NO BRASIL DE DUNGA FALTA O BÁSICO, NÃO A DIFERENÇA

Por André Rocha

Não, definitivamente não falta qualidade à geração brasileira quando se isola Neymar no raciocínio. Sim, faltam protagonistas do país cinco vezes campeão mundial nos principais clubes do planeta. Mas não talento. A explosão de Douglas Costa no Bayern de Guardiola neste início de temporada 2014/15 é só mais um exemplo.

A questão é que desde sempre nos acostumamos com pelo menos dois extraclasses para fazer a diferença pela seleção. Zizinho e Ademir de Menezes, Pelé e Garrincha, Zico e Falcão (ou Sócrates), Bebeto e Romário, Ronaldo e Rivaldo...Neymar. Estrela solitária.

Antes estes craques citados descomplicavam tudo com talento diante das marcações mais bem pensadas e executadas. Ou até as violentas, individuais. Na prática, o trabalho do treinador era fazer o simples taticamente e gerir o grupo administrando vaidades, mantendo o foco. Em campo, se defender e...bola para os talentos.

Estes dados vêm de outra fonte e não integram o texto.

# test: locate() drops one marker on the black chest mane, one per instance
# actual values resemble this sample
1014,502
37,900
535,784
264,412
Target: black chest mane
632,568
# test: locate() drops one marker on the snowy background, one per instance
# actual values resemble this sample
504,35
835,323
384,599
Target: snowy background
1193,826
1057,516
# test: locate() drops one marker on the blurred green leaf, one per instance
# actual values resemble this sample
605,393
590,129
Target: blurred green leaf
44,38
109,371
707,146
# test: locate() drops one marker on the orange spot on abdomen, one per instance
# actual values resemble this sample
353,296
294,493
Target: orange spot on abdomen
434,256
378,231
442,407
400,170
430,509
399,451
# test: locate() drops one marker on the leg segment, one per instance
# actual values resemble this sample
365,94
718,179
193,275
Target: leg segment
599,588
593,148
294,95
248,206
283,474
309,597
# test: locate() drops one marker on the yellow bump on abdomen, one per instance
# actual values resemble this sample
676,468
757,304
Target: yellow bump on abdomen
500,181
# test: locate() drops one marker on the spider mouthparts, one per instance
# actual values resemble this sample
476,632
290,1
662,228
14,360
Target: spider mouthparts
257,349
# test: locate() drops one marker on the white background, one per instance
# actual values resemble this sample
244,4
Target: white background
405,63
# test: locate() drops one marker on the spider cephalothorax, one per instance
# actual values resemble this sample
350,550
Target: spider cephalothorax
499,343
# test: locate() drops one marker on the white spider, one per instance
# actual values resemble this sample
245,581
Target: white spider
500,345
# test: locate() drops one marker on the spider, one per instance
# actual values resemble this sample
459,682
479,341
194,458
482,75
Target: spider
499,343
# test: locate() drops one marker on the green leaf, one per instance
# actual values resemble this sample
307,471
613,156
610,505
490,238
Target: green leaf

Dunga pensa parecido. É produto deste meio. O líder que manteve Romário na rédea curta em 1994 dividindo o mesmo quarto. Nos gramados americanos, o volante quase perfeito em posicionamento e combate direto, capaz de bloquear um enorme espaço entre as intermediárias sozinho. Com a bola, bons passes e visão de jogo, como no toque de três dedos que largou o Baixinho na frente do goleiro camaronês nos 3 a 0 sobre a seleção africana.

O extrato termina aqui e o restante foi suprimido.